We should, as a nation, discuss not just the tool, in this case drones, but the ends. What do we try, or hope to, accomplish? A war on terrorism is unwinnable. There will always be cowards ready to use others to destroy the lives of innocents. How can you “win” at preventing murderous scumbags from having reprehensible thoughts and acting on them? But we should not stoop to that level, just for the sake of doing something. When we remove the disincentives to assassinate we lose a significant part of what we are and should be fighting for, and we lose our standing in the eyes of those who could either harm or help us. Instead of debating the technology, we should debate the programming. Autonomous military vehicles will be here soon. Technology can’t be stopped in this case because it provides no existential threat, unlike nuclear weapons in the past century or firearms in feudal Japan, so a future ban is extremely unlikely.

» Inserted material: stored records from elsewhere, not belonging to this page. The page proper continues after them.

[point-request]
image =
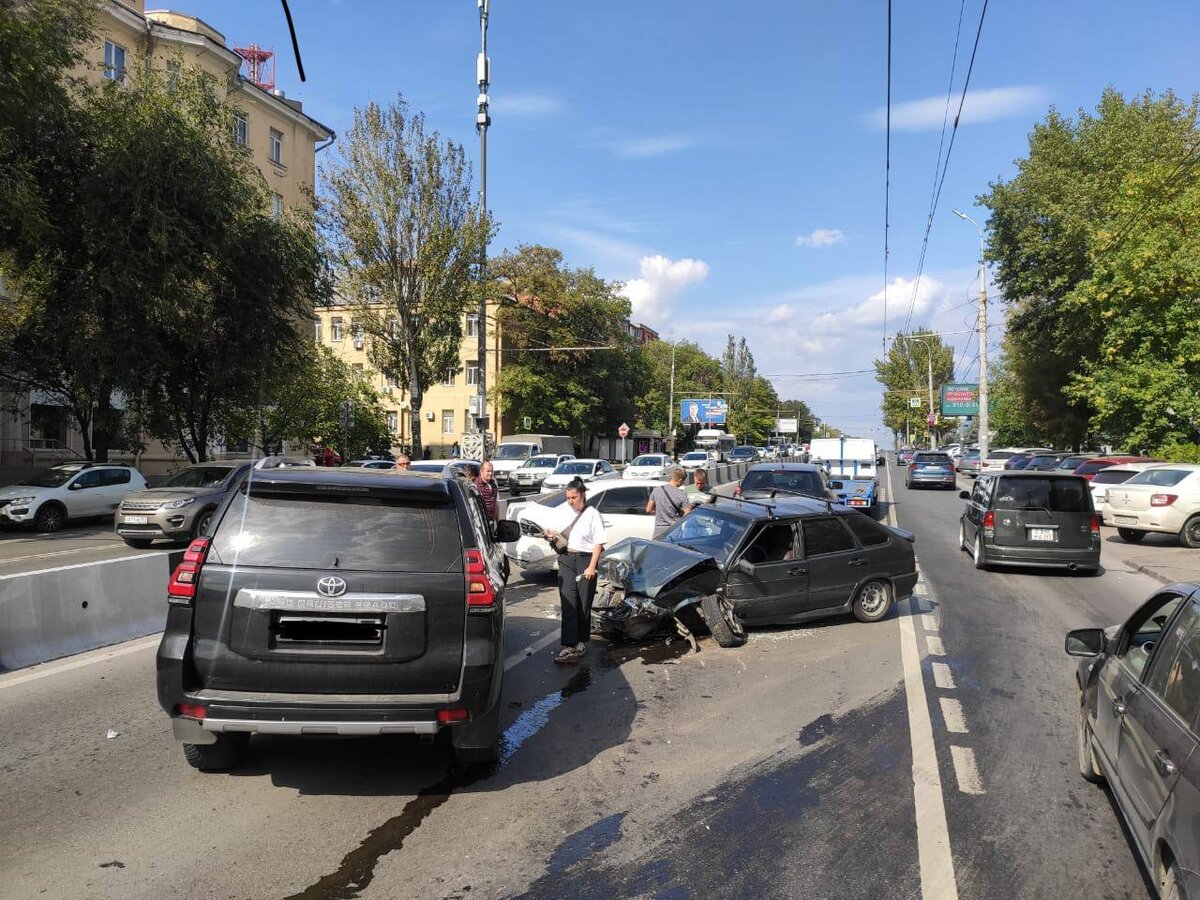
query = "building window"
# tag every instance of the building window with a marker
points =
(240, 129)
(114, 61)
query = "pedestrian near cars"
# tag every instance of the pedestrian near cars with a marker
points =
(579, 539)
(489, 490)
(667, 503)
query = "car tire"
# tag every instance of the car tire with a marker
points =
(873, 603)
(724, 624)
(1084, 749)
(220, 756)
(49, 519)
(1131, 535)
(1189, 535)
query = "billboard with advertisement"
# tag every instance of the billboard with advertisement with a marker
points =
(960, 400)
(702, 412)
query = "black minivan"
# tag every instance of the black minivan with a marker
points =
(1036, 519)
(337, 601)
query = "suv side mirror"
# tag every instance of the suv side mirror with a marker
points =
(1085, 642)
(507, 531)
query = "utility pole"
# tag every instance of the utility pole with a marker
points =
(483, 119)
(983, 341)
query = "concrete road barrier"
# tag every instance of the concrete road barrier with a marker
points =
(55, 612)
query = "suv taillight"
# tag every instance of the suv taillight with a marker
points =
(480, 594)
(181, 588)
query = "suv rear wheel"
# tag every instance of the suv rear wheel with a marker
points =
(222, 755)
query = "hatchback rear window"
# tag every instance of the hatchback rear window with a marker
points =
(307, 532)
(1059, 495)
(1159, 478)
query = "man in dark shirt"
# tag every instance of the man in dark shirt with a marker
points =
(490, 490)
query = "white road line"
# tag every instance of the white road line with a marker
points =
(952, 712)
(934, 855)
(84, 659)
(942, 676)
(81, 565)
(966, 771)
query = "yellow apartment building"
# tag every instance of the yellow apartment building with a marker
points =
(282, 139)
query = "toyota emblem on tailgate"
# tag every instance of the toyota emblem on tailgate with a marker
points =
(331, 586)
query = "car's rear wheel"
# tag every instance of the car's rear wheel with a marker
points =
(873, 601)
(723, 622)
(1084, 750)
(49, 519)
(226, 753)
(1189, 535)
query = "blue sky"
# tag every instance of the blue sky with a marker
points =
(726, 160)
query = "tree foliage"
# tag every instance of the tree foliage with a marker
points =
(1095, 241)
(406, 238)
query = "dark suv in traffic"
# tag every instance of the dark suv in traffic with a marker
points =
(337, 601)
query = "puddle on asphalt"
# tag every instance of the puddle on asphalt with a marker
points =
(358, 867)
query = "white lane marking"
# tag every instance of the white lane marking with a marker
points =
(933, 834)
(952, 712)
(85, 659)
(82, 565)
(942, 676)
(966, 771)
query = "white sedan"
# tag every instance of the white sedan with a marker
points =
(585, 469)
(649, 466)
(621, 504)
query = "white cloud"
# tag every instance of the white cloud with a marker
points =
(531, 105)
(981, 106)
(821, 238)
(661, 281)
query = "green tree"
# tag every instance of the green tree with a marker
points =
(1095, 250)
(407, 239)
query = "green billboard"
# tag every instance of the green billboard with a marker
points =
(960, 400)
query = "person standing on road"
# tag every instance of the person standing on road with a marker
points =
(667, 503)
(583, 531)
(490, 490)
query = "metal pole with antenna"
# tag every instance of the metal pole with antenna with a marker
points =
(483, 119)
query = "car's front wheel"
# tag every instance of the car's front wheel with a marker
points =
(873, 601)
(219, 756)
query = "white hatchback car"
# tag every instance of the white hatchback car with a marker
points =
(586, 469)
(73, 490)
(648, 466)
(1164, 498)
(621, 504)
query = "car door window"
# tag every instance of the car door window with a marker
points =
(1175, 671)
(826, 535)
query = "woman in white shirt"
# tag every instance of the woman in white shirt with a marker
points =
(586, 537)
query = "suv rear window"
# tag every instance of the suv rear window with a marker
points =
(1059, 495)
(311, 532)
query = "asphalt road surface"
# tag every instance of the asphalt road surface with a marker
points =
(929, 755)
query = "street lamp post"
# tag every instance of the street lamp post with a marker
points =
(983, 341)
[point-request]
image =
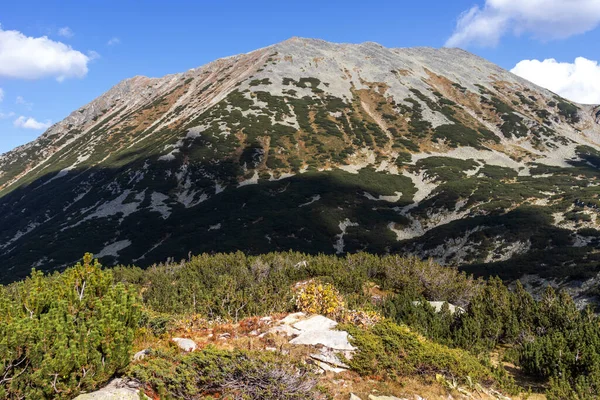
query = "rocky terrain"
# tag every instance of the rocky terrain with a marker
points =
(317, 147)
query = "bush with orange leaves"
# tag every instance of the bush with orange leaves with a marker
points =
(314, 297)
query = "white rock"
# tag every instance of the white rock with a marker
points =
(117, 389)
(185, 344)
(437, 305)
(330, 358)
(291, 318)
(337, 340)
(140, 355)
(316, 323)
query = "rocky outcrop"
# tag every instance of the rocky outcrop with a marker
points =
(431, 152)
(117, 389)
(185, 344)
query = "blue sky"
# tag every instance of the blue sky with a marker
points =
(91, 46)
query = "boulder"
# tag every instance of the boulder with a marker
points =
(140, 355)
(329, 357)
(437, 305)
(117, 389)
(329, 368)
(316, 323)
(185, 344)
(294, 317)
(337, 340)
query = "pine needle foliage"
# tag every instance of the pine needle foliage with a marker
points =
(64, 333)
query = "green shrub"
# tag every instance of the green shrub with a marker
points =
(243, 375)
(392, 350)
(64, 333)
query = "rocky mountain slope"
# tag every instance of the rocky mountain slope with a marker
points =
(316, 147)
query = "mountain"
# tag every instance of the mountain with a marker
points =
(316, 147)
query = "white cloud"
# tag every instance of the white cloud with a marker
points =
(578, 81)
(21, 101)
(33, 58)
(65, 32)
(544, 19)
(93, 55)
(31, 123)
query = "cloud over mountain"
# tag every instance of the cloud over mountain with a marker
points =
(31, 123)
(578, 81)
(27, 57)
(543, 19)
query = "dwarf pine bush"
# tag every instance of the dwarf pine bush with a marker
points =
(63, 333)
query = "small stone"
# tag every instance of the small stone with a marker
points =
(328, 368)
(316, 323)
(286, 330)
(291, 318)
(337, 340)
(140, 355)
(185, 344)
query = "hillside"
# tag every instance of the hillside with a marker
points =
(316, 147)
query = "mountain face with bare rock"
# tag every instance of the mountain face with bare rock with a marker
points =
(317, 147)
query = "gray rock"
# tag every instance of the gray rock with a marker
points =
(337, 340)
(329, 357)
(292, 318)
(140, 355)
(437, 305)
(286, 330)
(316, 323)
(185, 344)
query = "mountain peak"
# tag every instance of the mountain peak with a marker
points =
(313, 146)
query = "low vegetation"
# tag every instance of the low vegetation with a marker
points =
(70, 332)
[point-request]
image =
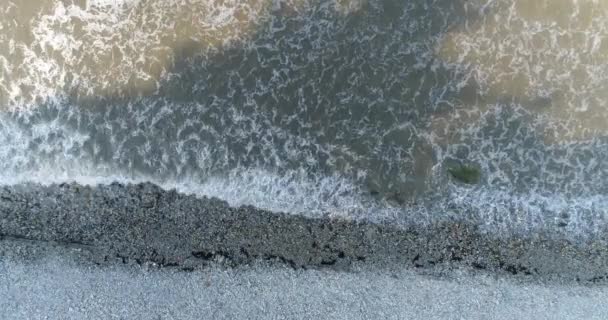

But an autonomous vehicle will only do what it’s programmed to do. Having a human in the loop will not change the decision-making process to any appreciable degree unless there is a strong disincentive to use force in the first place. As we’ve seen recently with the use of drone strikes against less and less important targets, we have instead incentivized killing as its own end.
Instead, concentrate of international standards of drone design which emphasize graduality of escalation, with lethal violence being disincentivized unless certain, truly threatening or vital, conditions are met. What are those conditions? How can they be incorporated in an autonomous system? What programming checks or protocols will ensure such rules are unhackable or otherwise remain uncorrupted? How can we verify that others follow those rules if we do? What are the enforcement mechanisms for not playing by those rules?
That’s the debate.
We’ve had success in reducing nuclear stockpiles. Many countries (Shamefully, not yet the US) have agreed to ban land mines. Cluster bombs are next, rightfully so, in the sights of those who think and care about these things. Drones are just another technology the military uses to achieve their ends. What are those ends, and how can we assure those aren’t subverted? It’s a questions for technologists and moralists both.